Ambientada no Rio de Janeiro e em São Paulo, a novela tem início com a Revolução de 1964 e perpassa pelo período mais obscuro da ditadura militar, os chamados Anos de Chumbo. “A intenção é narrar a história de personagens diretamente ligados ao tema da ditadura, seja a favor ou contra, como militares, guerrilheiros, torturadores, artistas, jornalistas, advogados e estudantes nos anos brutais da repressão. É possível que avancemos até a Guerrilha do Araguaia, no começo da década de 70”, observa Tiago Santiago.

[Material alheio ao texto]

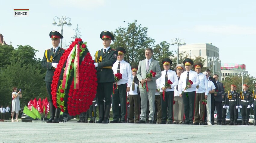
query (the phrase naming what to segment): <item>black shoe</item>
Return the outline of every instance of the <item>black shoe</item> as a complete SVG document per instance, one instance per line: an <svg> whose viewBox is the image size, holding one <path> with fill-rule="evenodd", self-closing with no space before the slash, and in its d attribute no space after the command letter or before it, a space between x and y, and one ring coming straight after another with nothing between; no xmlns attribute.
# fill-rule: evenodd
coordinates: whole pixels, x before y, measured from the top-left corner
<svg viewBox="0 0 256 143"><path fill-rule="evenodd" d="M110 121L110 122L109 122L109 123L118 123L119 122L118 121L117 121L115 120L114 120L113 121Z"/></svg>
<svg viewBox="0 0 256 143"><path fill-rule="evenodd" d="M138 122L136 123L137 124L145 124L146 121L144 121L141 120L140 120Z"/></svg>

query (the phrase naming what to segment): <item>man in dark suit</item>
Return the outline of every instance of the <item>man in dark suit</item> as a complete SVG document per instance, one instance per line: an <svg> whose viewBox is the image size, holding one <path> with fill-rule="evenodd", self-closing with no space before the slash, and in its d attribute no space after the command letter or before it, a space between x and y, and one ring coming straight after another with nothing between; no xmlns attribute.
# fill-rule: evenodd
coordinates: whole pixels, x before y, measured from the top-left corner
<svg viewBox="0 0 256 143"><path fill-rule="evenodd" d="M111 33L104 31L100 36L104 47L96 52L94 60L94 65L97 68L98 85L96 98L99 117L96 123L107 124L111 107L113 83L115 81L112 66L117 60L118 52L110 47L111 40L114 39Z"/></svg>
<svg viewBox="0 0 256 143"><path fill-rule="evenodd" d="M222 117L222 106L221 101L222 101L222 95L225 93L224 87L222 83L218 81L219 76L216 74L213 75L213 78L215 79L215 80L217 83L218 86L217 91L215 92L214 94L214 108L216 107L217 110L217 123L218 125L221 125L221 118ZM212 121L214 120L214 117L212 116Z"/></svg>
<svg viewBox="0 0 256 143"><path fill-rule="evenodd" d="M206 69L205 70L205 72L207 72L207 73L208 74L208 75L211 75L211 71L209 69ZM211 77L211 76L209 76L209 77L208 78L208 80L210 80L214 84L214 86L215 86L215 88L216 88L215 89L215 91L216 92L218 90L218 86L217 85L217 83L216 82L216 81L215 80L215 79ZM211 124L212 125L214 125L214 111L215 110L215 107L214 106L214 105L213 104L214 103L214 93L211 93ZM206 111L206 110L205 109L205 111ZM204 115L206 115L207 114L205 112ZM207 118L204 118L205 119ZM207 123L206 123L206 124L207 124Z"/></svg>
<svg viewBox="0 0 256 143"><path fill-rule="evenodd" d="M52 31L50 33L50 37L52 39L52 48L46 50L45 51L44 57L42 60L42 67L47 69L45 81L46 84L47 92L50 98L50 118L46 121L47 123L58 123L61 110L56 109L52 103L52 83L55 69L57 67L61 57L64 53L65 50L59 46L61 39L63 37L60 33L56 31Z"/></svg>

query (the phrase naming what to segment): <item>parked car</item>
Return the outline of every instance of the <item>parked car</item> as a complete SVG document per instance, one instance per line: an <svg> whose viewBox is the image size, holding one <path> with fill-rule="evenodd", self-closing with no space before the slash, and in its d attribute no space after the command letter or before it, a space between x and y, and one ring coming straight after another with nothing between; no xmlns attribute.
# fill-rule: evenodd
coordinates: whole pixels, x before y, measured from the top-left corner
<svg viewBox="0 0 256 143"><path fill-rule="evenodd" d="M250 115L250 118L249 118L249 124L254 124L254 122L255 121L254 120L254 115Z"/></svg>

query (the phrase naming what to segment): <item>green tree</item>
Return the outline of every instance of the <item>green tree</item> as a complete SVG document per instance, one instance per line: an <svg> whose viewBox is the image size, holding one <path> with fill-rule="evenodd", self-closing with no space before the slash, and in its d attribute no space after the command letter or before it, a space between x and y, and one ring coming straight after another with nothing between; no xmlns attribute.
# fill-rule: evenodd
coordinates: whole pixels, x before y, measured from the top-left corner
<svg viewBox="0 0 256 143"><path fill-rule="evenodd" d="M169 50L170 47L170 44L163 41L154 46L153 49L153 58L159 62L162 70L164 70L164 67L161 63L162 60L164 58L170 58L173 56L173 51Z"/></svg>
<svg viewBox="0 0 256 143"><path fill-rule="evenodd" d="M155 42L154 39L148 36L148 28L138 25L137 22L135 20L128 24L127 28L120 27L112 32L115 40L111 47L124 48L126 50L124 60L132 64L144 59L145 48L152 47Z"/></svg>

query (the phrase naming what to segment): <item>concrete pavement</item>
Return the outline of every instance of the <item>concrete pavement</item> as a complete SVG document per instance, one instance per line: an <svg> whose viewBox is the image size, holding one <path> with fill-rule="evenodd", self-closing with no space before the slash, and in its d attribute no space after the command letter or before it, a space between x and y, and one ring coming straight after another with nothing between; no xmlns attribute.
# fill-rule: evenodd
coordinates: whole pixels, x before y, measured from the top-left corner
<svg viewBox="0 0 256 143"><path fill-rule="evenodd" d="M0 142L254 142L256 126L1 122Z"/></svg>

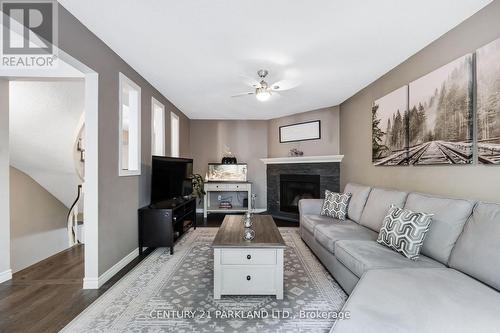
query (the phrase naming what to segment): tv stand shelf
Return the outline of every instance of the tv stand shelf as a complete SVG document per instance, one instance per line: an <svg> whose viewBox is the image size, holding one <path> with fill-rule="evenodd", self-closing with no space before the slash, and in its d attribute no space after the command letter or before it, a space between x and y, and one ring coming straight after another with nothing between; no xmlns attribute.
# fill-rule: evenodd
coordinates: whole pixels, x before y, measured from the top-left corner
<svg viewBox="0 0 500 333"><path fill-rule="evenodd" d="M206 182L206 195L203 199L203 217L208 213L241 213L251 209L252 183L250 182ZM247 207L234 206L232 208L219 208L210 206L210 194L213 192L247 192Z"/></svg>
<svg viewBox="0 0 500 333"><path fill-rule="evenodd" d="M143 247L170 247L191 226L196 229L196 199L172 199L139 209L139 254Z"/></svg>

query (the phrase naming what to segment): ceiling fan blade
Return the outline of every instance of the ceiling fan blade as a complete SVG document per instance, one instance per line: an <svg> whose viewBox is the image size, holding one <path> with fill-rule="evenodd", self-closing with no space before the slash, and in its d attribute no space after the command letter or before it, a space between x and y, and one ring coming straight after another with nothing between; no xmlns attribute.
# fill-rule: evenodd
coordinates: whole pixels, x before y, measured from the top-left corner
<svg viewBox="0 0 500 333"><path fill-rule="evenodd" d="M246 75L240 75L240 77L243 79L243 82L245 82L245 84L248 85L249 87L253 88L260 87L260 82L256 78L252 78Z"/></svg>
<svg viewBox="0 0 500 333"><path fill-rule="evenodd" d="M249 92L246 92L246 93L232 95L231 97L241 97L241 96L247 96L247 95L253 95L253 94L255 94L255 92L249 91Z"/></svg>
<svg viewBox="0 0 500 333"><path fill-rule="evenodd" d="M271 84L269 87L274 91L285 91L296 88L300 85L299 81L281 80Z"/></svg>

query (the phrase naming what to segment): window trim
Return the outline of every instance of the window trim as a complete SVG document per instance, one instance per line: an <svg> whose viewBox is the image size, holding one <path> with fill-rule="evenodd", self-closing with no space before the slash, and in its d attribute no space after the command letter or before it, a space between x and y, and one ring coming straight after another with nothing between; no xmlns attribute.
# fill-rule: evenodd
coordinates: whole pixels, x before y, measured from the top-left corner
<svg viewBox="0 0 500 333"><path fill-rule="evenodd" d="M174 131L172 130L173 122L172 119L177 119L177 156L174 156ZM170 112L170 156L180 157L181 155L181 119L173 111Z"/></svg>
<svg viewBox="0 0 500 333"><path fill-rule="evenodd" d="M156 107L159 107L162 111L162 118L163 118L163 122L162 122L162 133L161 133L161 139L163 140L163 151L161 153L161 155L159 156L166 156L166 142L165 142L165 132L166 132L166 126L165 126L165 121L166 121L166 114L165 114L165 105L163 105L160 101L158 101L156 98L154 98L153 96L151 97L151 155L155 155L154 154L154 151L155 151L155 106Z"/></svg>
<svg viewBox="0 0 500 333"><path fill-rule="evenodd" d="M123 128L122 128L122 117L123 117L123 87L127 84L131 86L133 89L137 90L137 170L127 170L122 168L122 145L123 145ZM142 156L141 156L141 87L136 84L134 81L130 80L125 74L119 73L118 75L118 175L120 177L126 176L140 176L141 175L141 164L142 164Z"/></svg>

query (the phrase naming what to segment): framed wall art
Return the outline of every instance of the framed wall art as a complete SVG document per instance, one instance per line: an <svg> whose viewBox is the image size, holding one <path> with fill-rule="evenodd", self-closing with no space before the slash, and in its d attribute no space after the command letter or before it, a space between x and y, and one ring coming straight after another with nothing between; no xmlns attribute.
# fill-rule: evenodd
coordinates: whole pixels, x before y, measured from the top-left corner
<svg viewBox="0 0 500 333"><path fill-rule="evenodd" d="M314 120L280 126L279 135L280 143L319 140L321 139L321 121Z"/></svg>

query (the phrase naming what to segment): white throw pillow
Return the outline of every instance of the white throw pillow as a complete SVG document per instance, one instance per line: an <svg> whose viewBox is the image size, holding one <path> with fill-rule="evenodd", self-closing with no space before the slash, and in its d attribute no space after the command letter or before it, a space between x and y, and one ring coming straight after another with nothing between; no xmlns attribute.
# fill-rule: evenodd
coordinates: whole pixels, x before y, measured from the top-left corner
<svg viewBox="0 0 500 333"><path fill-rule="evenodd" d="M384 218L377 242L411 260L417 260L429 231L433 214L415 213L391 205Z"/></svg>
<svg viewBox="0 0 500 333"><path fill-rule="evenodd" d="M321 208L321 215L345 220L350 199L351 193L335 193L325 190L325 200Z"/></svg>

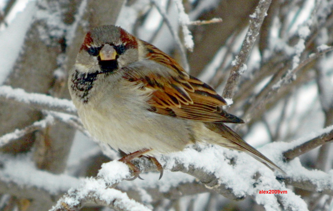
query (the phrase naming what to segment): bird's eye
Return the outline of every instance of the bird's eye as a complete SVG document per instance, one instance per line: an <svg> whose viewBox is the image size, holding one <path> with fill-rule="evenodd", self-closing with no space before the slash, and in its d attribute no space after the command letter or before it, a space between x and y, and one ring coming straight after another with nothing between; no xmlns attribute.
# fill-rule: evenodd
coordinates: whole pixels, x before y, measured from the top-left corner
<svg viewBox="0 0 333 211"><path fill-rule="evenodd" d="M96 47L90 47L88 49L87 52L91 56L96 56L98 55L99 49Z"/></svg>
<svg viewBox="0 0 333 211"><path fill-rule="evenodd" d="M115 46L115 49L117 53L119 55L122 54L126 50L125 45L122 44L120 45Z"/></svg>

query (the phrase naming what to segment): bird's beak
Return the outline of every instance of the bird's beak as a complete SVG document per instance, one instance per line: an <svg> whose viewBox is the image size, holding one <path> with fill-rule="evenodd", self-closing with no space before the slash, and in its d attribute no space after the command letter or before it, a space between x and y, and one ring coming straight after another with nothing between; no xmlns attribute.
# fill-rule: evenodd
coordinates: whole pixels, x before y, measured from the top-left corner
<svg viewBox="0 0 333 211"><path fill-rule="evenodd" d="M99 52L99 57L102 61L114 60L116 59L116 50L109 44L105 44Z"/></svg>

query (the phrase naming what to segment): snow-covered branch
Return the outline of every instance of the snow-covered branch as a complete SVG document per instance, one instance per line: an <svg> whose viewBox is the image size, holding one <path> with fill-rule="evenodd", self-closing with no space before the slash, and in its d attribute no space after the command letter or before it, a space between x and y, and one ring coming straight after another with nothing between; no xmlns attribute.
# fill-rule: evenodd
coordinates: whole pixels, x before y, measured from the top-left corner
<svg viewBox="0 0 333 211"><path fill-rule="evenodd" d="M283 153L283 156L286 160L289 160L325 144L328 143L332 140L333 140L333 130L321 134L294 149L287 151Z"/></svg>
<svg viewBox="0 0 333 211"><path fill-rule="evenodd" d="M19 138L27 134L41 130L54 122L53 118L48 116L46 119L35 122L33 124L26 127L22 130L16 129L14 132L6 134L0 137L0 148L9 142Z"/></svg>
<svg viewBox="0 0 333 211"><path fill-rule="evenodd" d="M261 0L256 8L255 12L250 15L249 27L243 41L238 55L233 61L230 76L225 84L222 97L232 99L236 87L239 83L240 76L246 71L246 61L259 34L260 27L267 14L271 1Z"/></svg>
<svg viewBox="0 0 333 211"><path fill-rule="evenodd" d="M9 86L0 86L0 101L12 101L35 109L76 113L76 109L68 100L59 99L37 93L28 93L23 89L13 88Z"/></svg>

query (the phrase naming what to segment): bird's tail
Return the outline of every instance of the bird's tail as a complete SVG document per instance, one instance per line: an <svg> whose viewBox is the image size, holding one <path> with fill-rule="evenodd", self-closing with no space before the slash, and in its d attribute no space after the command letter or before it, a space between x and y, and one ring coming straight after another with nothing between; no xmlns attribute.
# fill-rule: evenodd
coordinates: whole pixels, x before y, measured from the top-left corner
<svg viewBox="0 0 333 211"><path fill-rule="evenodd" d="M210 130L221 135L228 142L217 143L222 147L241 151L246 153L261 162L272 171L278 170L286 174L280 167L267 158L259 151L246 143L242 138L226 125L220 123L207 123L206 126Z"/></svg>

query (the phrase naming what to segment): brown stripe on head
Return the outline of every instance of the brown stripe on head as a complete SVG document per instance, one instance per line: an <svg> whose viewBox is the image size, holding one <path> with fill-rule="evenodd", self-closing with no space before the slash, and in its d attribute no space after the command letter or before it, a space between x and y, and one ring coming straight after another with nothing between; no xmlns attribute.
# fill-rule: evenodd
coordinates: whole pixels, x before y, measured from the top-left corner
<svg viewBox="0 0 333 211"><path fill-rule="evenodd" d="M127 49L135 49L137 48L138 43L135 37L124 30L119 28L120 37L123 43L125 44Z"/></svg>
<svg viewBox="0 0 333 211"><path fill-rule="evenodd" d="M90 32L88 32L86 35L85 40L81 45L80 51L82 51L82 50L87 51L93 42L94 42L94 40L93 40L93 38L91 38L91 33Z"/></svg>

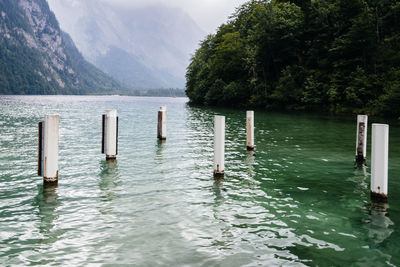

“Amor e Revolução” conta a grande história de amor vivida pelo militar José Guerra (Claudio Lins) e pela guerrilheira Maria Paixão (Graziela Schmitt), casal protagonista do folhetim. A primeira vista, o amor entre os dois é impossível, pois Maria (Graziela Schmitt) é líder do movimento estudantil e vai para a luta armada, e José Guerra (Claudio Lins) é um militar da Inteligência, contra a ditadura, democrata, porém filho de um general da linha-dura. Os dois têm rivais: o jovem dramaturgo de esquerda Mario Vieira (Gustavo Haddad) e a bela e glamurosa atriz Miriam (Thais Pacholek), e surpresas podem acontecer.

A história da luta armada pelos ideais da democracia e liberdade no Brasil são vividas por Batistelli (Licurgo Spínola) e Jandira (Lúcia Veríssimo), casal coprotagonista de subversivos perseguidos pela repressão, desde o primeiro momento do golpe; a violência aos direitos humanos e abuso de poder por parte do delegado Aranha (Jayme Periard), do inspetor Fritz (Ernando Tiago), e dos militares Major Filinto (Nico Puig) e General Lobo Guerra (Reinaldo Gonzaga); a luta pela liberdade de expressão por meio da arte e da imprensa; a desagregação de famílias; a força de estudantes engajados que defendem a igualdade social no país; e as atrocidades cometidas contra os presos políticos são alguns dos temas abordados por Tiago Santiago em torno da trama central.

“Amor e Revolução” será uma novela bem dinâmica

“Amor e Revolução” terá muita ação, fortes emoções, cenas de suspense, perseguições, tiroteios, torturas, ao lado de cenas românticas, heróicas e ternas, com toques de leveza e graça. A novela levanta discussões sobre as mudanças comportamentais na década de 60, como a liberação da mulher após a pílula, o feminismo, o movimento hippie, a cena teatral e musical, as transformações provocadas pela moda, entre outras revoluções culturais dos anos 60.

Com elenco enxuto, o folhetim conta com 35 atores fixos, mas com várias participações episódicas, de um ou poucos capítulos. Os personagens de “Amor e Revolução” são puramente ficcionais, protagonistas de sua própria história; qualquer semelhança com pessoas da vida real é mera coincidência.

“Houve muitos estudantes que foram para a luta armada, muitos militares que ficaram contra o golpe, muita gente na linha-dura e muitos torturadores. Não posso dizer que os personagens são inspirados em uma ou outra pessoa em particular. Ainda que haja coincidências, os personagens são ficcionais, simbólicos e têm vida própria”, explica Tiago Santiago.


Ao longo da novela os principais fatos históricos e imagens que marcaram o período repressor da ditadura são mencionados como pano de fundo da trama. Depoimentos de personagens reais que sofreram perseguições e torturas durante o regime ditatorial são exibidos ao final de cada capítulo da novela.